First, I recommend the book Social Software in Libraries by Meredith Farkas (2007). In the introduction to the book, Roy Tennant, User Services Architecht from the University of California says the following:

"The Internet's creators thought that moving data from place to place was an essential component of a computer network; file transfer was one of its first applications....the need for two-way and many-way communication has once again reasserted itself in the form of social software. Social software provides easy-to-use ways to communicate, collaborate, and participate on an unprecedented scale....As institutions rooted in our communities, libraries are social institutions. Therefore, libraries belong in the social network. We belong where our users can be found--and they are increasingly found online, interacting in completely new ways....Brick-and-mortar libraries are not going away, but they are now not the only way to be there for our clientele. Social networking is a new tool that lets us accomplish many of the same things we've done before, but in new and more effective ways." (pp. xix-xx).

Farkas (2007) summarizes the impact of web 2.0 by saying the following about Social Information:
  1. It allows people to communicate, collaborate, and build community online.
  2. It can be syndicated, shared, reused, or remixed. . . .
  3. It lets people learn easily from and capitalize on the behavior or knowledge of others. (p. 1)

I personally have reaped tremendously from free shareware, provided via web 2.0.
I also endorse the sharing in return. I have begun 92 wikis and several blogs. Only a few of these are open to the public [most of them are my own databases, organizing my own material--hence, doing something in a new way]; but within months of having been launched, my available material was viewed by people from 28 countries. That blows my mind!

Web 2.0 is sharing of resources; and in my opinion, that is the Internet.

Farkas, Meredith G. (2007). Social software in libraries: Building collaboration, communication, and community online. Medford, NJ: Information Today, Inc.

Note: I just created that APA bibliographical entry, using a free, interactive web 2.0 resource, from the following site: KnightCite Citation.

That resource and my other favorite web 2.0 sites are stored in my computer's Bookmarks, my own Ready References, at my fingertips--as long as I am at home and my Internet and/or my computer are not down.


By placing the information on a wiki or in a blog, I organize the material for myself and share it with others simultaneously.

One more important point: Once the material has been launched online, it won't be lost by my computer's crashing. That problem can be eliminated.


*No, I take that back. I had stored several podcasts with some site that discontinued. I lost all of those podcasts, Many of the podcasts were the sound for some of my blogs and wikis. Probably we should store the material in several places. We should probably continue storing material in more than one place--at least for a while longer.

One last benefit of web 2.0 is that all of us can be creators of our own audio-visual production companies; and we can take it to the public.
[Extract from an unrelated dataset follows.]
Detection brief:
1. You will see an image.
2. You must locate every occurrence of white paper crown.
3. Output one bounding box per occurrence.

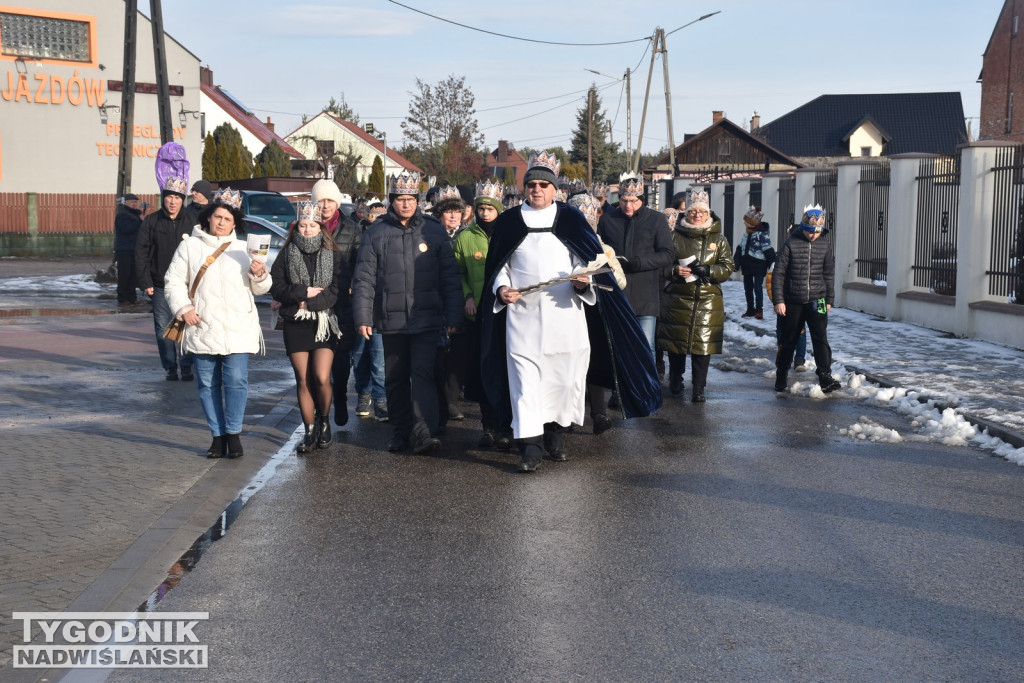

Another great book to read: The Long Tail by Chris Anderson (2006). In this book, he talks about the aforementioned phenomenon, the fact that web 2.0 makes it possible for us little people to produce, direct, and publish ourselves
. That is actually putting a squeeze on some of the former major hitters in the information industries.

Anderson, C. (2006). The long tail: Why the future of business is selling less of more. New York: Hyperion.